First, the initial charge of the capacitor is Q0, and the initial displacement of the inductor is 0. The magnetic field is perpendicular to the paper, and the inductance is on the right side of the capacitor. Then specify the symbol, the symbol of the charge on the capacitor plate is the symbol of the capacitor charge, the inductance displacement is positive to the right, and the current direction is positive counterclockwise.

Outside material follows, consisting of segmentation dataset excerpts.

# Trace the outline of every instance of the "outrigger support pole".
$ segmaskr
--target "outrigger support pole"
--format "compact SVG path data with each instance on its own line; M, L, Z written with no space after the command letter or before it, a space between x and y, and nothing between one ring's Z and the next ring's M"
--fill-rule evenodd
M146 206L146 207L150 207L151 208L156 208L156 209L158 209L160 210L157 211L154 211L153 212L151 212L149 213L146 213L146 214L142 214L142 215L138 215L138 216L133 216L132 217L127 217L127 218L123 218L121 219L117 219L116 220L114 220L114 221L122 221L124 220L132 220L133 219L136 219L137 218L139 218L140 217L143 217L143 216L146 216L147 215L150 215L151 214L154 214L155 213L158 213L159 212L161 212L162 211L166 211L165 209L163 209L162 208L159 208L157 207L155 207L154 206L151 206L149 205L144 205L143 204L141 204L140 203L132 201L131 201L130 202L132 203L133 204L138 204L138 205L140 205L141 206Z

The voltage across the capacitor at any moment is equal to the voltage across the inductor (including the self-induced electromotive force of the inductor and the induced electromotive force generated by cutting).
Bldx/dt-LdI/dt=Q/C ( 1)
Ampere force provides the acceleration of the sensor.
-bli = ma = MD 2x/(dt) 2 (2) (note that the current direction is counterclockwise! )
In ...
I=dQ/dt (3)
Initial condition
When t=0
x=0 (4)
v=dx/dt=0 (5)
Q=Q0 (6)
I=0 (7)
From the initial conditions of (1) ~ (3) and (4) ~ (6), we can get the displacement.
x(t)=At+Bsin(ωt)
In ...
A=Q0Bl/(B^2*l^2*C+m)
b=q0blmcl/((b^2*l^2*c+m)(b^2*l^2*c^2*ml+clm^2)^( 1/2))

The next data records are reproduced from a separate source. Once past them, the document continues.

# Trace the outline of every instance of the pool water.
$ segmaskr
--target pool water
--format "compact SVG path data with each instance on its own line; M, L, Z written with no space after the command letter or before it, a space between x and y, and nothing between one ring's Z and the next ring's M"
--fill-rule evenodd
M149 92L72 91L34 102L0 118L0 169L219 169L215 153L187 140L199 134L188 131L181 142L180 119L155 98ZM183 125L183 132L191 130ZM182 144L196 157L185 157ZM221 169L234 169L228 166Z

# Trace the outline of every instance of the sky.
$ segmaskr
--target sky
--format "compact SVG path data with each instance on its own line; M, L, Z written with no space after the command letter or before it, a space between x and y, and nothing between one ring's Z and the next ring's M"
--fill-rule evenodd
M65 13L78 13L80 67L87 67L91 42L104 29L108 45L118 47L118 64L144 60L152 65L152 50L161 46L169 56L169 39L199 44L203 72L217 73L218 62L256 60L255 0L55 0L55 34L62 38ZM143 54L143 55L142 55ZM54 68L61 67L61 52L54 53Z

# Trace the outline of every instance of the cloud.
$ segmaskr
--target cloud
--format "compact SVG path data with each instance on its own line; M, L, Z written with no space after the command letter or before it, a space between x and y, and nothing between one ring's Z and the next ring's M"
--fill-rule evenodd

ω=((b^2*l^2*c+m)/(cml))^( 1/2)
Therefore, the motion of the sensor is the superposition of uniform linear motion and simple harmonic motion.
Note: I sorted out the solutions of the above differential equations by myself and solved them with the mathematical software Marlab. You can do it by hand, but it's more troublesome.